Data Wrangling

A key goal of the Sustain effort to harness the wealth of information available in voluminous, disparate datasets by supporting a rich set of data exploration, discovery, visualization, and model validation operators. 

Our data federation schemes reconcile data induced challenges: heterogeneity and volumes and storage mechanisms. All operators work across contiguous, disparate, or overlapping spatiotemporal scales. Additionally, a fluent interface allows chaining operators to formulate complex analyses subsets of data. To ensure timeliness, we manage the speed differential of the memory hierarchy, disperse loads and avoid I/O hotspots, preserve data locality during processing, and avoid disk and CPU contention.

A key feature we support is overlay of datasets. This involves fusion of datasets based on spatial and chronological attributes. An example of such an operation is to overlay topographical information such as roads or natural boundaries on observed phenomena – disease clusters, for instance.

Our data wrangling schemes reconciling data formats, performing spatiotemporal data alignments, addressing issues of scale via sketching, and indexing the data so that it is amenable for querying, visualization, and visualization. Notably, we can perform fusion of datasets based on spatial and chronological attributes. An example of such an operation is to overlay topographical information such as roads or natural boundaries on observed phenomena – disease clusters, for instance. We provide support for feature class datasets (including ESRI shapefile format), such as city block polygons, roads, power lines, and rivers. Overlays can also be used to contrast regions at different points in time. We have currently ingested, or are in the process of ingesting, several spatiotemporal datasets relating to urban systems.
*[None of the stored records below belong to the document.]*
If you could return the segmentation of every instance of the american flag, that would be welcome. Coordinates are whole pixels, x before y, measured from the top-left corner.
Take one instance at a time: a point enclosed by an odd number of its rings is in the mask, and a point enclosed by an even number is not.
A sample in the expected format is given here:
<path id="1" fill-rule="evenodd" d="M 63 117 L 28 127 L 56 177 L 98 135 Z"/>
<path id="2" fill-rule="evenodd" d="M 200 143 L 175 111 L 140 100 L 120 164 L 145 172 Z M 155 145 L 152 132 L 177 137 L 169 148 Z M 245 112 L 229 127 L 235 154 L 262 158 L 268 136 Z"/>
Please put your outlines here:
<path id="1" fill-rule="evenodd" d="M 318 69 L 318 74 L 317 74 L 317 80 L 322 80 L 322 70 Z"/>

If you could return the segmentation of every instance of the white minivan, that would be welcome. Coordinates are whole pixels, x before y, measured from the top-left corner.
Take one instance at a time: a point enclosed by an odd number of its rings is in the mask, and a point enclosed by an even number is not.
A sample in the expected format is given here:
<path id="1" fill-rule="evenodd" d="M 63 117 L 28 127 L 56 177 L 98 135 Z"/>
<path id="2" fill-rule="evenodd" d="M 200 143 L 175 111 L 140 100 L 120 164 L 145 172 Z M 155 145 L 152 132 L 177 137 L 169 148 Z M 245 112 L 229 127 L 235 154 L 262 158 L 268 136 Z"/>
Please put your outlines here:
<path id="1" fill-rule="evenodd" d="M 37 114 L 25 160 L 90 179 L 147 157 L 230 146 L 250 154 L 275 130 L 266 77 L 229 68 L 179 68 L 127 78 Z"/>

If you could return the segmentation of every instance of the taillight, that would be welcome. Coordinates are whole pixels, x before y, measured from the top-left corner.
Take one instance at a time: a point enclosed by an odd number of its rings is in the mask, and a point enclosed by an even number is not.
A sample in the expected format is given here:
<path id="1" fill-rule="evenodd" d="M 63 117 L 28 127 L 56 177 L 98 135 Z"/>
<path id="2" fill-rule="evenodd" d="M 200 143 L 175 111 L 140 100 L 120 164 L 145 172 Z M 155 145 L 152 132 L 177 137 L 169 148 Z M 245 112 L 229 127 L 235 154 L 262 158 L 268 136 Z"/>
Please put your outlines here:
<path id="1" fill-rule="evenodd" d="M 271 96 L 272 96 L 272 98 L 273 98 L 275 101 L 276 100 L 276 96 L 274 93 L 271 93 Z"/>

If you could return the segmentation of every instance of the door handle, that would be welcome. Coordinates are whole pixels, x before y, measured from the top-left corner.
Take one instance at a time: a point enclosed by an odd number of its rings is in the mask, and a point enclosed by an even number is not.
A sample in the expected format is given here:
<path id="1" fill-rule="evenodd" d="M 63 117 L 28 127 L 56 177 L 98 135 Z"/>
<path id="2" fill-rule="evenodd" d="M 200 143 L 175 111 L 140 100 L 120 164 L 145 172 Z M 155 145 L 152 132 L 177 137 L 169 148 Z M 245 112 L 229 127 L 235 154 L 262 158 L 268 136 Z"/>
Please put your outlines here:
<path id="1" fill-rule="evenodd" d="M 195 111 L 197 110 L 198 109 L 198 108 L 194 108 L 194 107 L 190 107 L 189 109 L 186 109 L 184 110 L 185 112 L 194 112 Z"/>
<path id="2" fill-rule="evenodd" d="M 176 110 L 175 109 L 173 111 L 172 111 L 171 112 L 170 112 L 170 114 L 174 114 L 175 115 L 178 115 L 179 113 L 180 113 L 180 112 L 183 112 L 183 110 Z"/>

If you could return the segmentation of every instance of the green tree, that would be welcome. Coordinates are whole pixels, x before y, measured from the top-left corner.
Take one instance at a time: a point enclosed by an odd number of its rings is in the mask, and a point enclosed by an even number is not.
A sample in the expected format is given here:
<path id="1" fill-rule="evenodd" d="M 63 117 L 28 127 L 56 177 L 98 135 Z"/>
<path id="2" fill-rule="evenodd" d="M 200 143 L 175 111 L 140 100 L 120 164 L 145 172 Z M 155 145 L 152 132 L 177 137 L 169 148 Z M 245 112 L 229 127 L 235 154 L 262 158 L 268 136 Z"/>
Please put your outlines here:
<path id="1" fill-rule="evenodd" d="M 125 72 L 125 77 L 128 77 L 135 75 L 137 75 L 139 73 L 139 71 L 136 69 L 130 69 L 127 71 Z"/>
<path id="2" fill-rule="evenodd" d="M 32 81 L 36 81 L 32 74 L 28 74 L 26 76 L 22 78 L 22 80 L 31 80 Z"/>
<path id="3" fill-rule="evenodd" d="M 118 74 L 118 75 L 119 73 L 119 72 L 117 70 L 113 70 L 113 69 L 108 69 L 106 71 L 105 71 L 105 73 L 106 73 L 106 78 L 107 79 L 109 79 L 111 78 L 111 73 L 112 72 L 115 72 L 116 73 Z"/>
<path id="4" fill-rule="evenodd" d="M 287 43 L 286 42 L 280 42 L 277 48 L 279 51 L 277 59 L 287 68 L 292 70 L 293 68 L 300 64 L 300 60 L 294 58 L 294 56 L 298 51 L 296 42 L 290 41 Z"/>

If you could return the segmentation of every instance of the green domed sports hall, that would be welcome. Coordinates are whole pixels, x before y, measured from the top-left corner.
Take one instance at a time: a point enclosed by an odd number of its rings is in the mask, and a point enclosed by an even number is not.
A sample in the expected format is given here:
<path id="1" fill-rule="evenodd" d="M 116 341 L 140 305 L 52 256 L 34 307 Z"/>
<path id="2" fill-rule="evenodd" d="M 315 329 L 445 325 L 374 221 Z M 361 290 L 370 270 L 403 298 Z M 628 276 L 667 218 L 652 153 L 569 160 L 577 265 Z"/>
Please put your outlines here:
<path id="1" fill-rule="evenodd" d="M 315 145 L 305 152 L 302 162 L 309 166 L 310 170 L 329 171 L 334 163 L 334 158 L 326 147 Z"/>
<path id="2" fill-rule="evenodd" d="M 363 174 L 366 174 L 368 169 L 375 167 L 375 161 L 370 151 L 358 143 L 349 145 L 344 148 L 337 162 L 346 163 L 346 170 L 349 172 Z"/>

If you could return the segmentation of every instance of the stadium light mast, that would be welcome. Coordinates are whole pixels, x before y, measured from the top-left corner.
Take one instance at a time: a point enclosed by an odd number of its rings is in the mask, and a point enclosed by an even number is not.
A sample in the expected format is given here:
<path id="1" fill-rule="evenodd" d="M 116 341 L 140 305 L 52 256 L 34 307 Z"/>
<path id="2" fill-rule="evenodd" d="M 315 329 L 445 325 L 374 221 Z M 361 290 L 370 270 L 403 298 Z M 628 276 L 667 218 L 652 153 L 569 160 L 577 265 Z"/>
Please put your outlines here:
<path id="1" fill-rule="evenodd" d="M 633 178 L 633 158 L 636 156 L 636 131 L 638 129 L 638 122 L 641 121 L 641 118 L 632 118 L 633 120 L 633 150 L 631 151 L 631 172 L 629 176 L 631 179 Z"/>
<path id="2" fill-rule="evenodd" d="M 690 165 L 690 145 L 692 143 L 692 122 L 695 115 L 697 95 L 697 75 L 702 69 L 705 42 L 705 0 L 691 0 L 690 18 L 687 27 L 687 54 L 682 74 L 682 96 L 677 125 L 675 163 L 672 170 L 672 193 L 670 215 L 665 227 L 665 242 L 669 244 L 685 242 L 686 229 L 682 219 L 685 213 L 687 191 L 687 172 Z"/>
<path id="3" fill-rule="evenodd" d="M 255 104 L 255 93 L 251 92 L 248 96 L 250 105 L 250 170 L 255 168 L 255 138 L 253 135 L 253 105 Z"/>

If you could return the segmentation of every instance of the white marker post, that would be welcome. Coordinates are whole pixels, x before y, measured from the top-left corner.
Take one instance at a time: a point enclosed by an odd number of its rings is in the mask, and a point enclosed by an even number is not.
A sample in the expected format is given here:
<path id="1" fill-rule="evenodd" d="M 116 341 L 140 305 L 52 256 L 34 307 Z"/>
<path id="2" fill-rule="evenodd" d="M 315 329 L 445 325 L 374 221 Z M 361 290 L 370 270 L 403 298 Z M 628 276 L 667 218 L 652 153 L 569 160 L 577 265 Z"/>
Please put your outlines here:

These datasets are in different formats (CSV, Tabbed formats, GeoTIFF, JPEG, JSON, GeoJSON, GRIB, XML, ESRI geo-databases, ESRI shapefiles) from NGOs and state/federal agencies. Furthermore, each of the datasets includes a large number of features and can be available at different granularities.

Our data wrangling schemes our continually being enriched. We now include support for constructs as RDDs, DataFrames, and Datasets so that they can be processed in parallel with Spark clusters.